Jinxi Guo of Los Angeles CA (US)

Jia Li of Marina Del Rey CA (US)

Ning Xu of Irvine CA (US)

ACOUSTIC NEURAL NETWORK SCENE DETECTION - A simplified explanation of the abstract

This abstract first appeared for US patent application 20240282330 titled 'ACOUSTIC NEURAL NETWORK SCENE DETECTION

    • Simplified Explanation:**

The patent application describes an acoustic environment identification system that utilizes neural networks to accurately identify different environments based on audio data.

    • Key Features and Innovation:**
  • Uses convolutional neural networks to generate audio feature data.
  • Utilizes a recursive neural network to process the audio feature data and generate characterization data.
  • Implements a weighting system to modify the characterization data by weighting signature data items.
  • Employs classification neural networks to classify the identified environments.
    • Potential Applications:**

This technology can be used in various applications such as:

  • Smart home systems for automatically adjusting settings based on the identified environment.
  • Security systems for detecting unauthorized access based on environmental sounds.
  • Industrial applications for monitoring and optimizing acoustic environments in factories or warehouses.
    • Problems Solved:**
  • Accurately identifying different acoustic environments.
  • Automating processes based on environmental cues.
  • Enhancing security measures through audio-based detection.
    • Benefits:**
  • Improved efficiency in environmental identification.
  • Enhanced automation capabilities.
  • Increased security measures through audio analysis.
    • Commercial Applications:**

Title: Acoustic Environment Identification System for Smart Homes and Security Systems This technology has potential commercial applications in smart home systems, security systems, and industrial settings. It can revolutionize how environments are monitored and controlled based on audio cues, leading to increased efficiency and security measures.

    • Questions about Acoustic Environment Identification Systems:**

1. How does the weighting system in the characterization data modification process work? 2. What are the specific neural networks used in the acoustic environment identification system and how do they contribute to accurate identification?

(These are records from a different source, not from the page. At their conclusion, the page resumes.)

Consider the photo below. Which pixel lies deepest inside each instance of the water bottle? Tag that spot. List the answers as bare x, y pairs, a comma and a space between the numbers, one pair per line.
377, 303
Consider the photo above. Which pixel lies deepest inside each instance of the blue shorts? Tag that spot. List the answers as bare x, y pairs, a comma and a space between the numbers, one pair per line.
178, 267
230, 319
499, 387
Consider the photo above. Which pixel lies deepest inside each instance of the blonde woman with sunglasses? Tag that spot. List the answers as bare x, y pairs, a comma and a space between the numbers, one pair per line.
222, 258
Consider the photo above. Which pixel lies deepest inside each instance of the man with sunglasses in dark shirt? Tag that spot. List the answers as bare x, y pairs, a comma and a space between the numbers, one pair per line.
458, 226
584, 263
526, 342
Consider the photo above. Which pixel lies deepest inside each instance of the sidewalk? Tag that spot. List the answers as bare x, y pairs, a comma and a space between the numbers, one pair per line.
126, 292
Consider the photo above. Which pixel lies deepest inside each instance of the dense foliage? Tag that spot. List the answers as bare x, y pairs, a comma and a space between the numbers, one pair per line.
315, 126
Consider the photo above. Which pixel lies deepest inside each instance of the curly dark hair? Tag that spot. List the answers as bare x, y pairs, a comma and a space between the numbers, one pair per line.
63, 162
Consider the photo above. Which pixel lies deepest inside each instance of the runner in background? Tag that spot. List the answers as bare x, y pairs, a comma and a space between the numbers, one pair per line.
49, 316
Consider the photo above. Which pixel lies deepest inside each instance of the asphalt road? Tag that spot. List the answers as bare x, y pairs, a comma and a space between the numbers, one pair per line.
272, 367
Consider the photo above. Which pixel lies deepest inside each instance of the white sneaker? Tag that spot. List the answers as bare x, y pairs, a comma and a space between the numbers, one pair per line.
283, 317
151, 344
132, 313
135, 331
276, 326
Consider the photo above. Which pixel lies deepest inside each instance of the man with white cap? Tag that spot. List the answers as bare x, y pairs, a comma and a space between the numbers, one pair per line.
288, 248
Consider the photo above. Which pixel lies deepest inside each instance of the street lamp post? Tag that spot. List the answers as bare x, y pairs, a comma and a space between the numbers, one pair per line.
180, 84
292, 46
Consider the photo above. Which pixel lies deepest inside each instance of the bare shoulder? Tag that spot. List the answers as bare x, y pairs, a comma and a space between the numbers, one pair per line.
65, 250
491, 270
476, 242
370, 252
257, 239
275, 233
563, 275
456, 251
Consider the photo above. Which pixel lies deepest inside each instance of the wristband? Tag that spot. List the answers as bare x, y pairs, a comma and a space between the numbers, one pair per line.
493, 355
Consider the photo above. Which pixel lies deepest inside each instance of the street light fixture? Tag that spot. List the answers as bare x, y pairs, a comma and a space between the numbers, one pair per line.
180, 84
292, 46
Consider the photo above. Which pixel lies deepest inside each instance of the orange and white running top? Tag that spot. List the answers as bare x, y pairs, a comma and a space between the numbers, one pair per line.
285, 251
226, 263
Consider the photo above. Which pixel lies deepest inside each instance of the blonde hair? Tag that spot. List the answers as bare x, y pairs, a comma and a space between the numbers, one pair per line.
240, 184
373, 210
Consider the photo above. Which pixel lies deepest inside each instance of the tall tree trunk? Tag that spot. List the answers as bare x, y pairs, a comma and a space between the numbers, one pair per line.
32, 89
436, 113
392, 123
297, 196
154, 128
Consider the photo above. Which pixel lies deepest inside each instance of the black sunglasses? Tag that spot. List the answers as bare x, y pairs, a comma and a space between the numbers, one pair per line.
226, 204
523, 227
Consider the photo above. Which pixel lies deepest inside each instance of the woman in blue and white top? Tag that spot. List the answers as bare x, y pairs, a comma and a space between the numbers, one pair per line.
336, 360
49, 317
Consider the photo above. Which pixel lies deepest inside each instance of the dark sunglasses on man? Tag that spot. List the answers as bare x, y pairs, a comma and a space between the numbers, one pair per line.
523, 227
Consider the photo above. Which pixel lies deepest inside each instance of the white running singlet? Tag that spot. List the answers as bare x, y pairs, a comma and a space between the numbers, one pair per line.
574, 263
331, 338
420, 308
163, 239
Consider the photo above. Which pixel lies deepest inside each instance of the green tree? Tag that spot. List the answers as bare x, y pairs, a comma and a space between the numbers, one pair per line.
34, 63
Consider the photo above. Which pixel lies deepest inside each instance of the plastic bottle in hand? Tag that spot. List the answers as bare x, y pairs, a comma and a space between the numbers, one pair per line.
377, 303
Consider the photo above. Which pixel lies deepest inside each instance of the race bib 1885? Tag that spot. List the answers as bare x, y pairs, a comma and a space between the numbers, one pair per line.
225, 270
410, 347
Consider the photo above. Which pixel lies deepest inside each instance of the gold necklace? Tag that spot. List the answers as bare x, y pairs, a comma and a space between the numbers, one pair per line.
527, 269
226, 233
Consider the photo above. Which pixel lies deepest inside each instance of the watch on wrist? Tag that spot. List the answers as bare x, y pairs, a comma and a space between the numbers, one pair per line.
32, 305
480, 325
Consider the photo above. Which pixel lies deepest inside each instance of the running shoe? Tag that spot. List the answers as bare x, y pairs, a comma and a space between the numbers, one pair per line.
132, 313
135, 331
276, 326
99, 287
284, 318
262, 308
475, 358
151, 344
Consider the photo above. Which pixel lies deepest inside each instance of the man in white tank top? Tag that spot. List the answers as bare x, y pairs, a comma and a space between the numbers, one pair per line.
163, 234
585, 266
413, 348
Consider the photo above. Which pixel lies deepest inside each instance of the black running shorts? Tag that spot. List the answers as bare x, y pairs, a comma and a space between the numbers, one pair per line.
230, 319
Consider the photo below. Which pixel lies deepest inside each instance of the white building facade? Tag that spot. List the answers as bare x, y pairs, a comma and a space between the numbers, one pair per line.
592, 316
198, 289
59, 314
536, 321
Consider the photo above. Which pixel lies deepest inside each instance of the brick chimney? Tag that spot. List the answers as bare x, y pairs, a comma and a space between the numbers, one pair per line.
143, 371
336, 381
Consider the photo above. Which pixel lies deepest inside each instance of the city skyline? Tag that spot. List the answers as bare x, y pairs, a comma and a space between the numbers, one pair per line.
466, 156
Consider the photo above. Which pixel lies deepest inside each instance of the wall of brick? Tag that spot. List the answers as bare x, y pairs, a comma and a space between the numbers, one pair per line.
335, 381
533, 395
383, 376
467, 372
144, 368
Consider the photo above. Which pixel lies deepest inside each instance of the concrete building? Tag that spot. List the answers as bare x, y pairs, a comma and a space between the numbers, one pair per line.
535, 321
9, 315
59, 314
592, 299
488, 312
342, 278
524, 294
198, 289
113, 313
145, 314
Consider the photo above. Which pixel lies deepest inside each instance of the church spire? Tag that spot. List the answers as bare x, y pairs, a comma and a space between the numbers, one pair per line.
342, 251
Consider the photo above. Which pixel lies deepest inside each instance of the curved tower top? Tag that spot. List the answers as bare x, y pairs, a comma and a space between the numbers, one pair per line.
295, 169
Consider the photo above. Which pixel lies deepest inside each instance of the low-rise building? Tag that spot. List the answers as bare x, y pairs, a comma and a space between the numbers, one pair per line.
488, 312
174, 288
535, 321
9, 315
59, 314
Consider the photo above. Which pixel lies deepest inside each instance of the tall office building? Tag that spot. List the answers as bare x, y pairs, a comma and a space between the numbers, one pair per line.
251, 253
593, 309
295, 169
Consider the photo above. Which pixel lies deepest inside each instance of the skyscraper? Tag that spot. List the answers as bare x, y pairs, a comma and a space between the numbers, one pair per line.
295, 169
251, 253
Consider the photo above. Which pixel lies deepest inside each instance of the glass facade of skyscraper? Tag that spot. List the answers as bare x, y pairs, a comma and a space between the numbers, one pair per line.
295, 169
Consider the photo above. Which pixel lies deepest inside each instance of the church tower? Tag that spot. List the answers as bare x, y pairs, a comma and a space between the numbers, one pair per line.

Original Abstract Submitted

an acoustic environment identification system is disclosed that can use neural networks to accurately identify environments. the acoustic environment identification system can use one or more convolutional neural networks to generate audio feature data. a recursive neural network can process the audio feature data to generate characterization data. the characterization data can be modified using a weighting system that weights signature data items. classification neural networks can be used to generate a classification of an environment.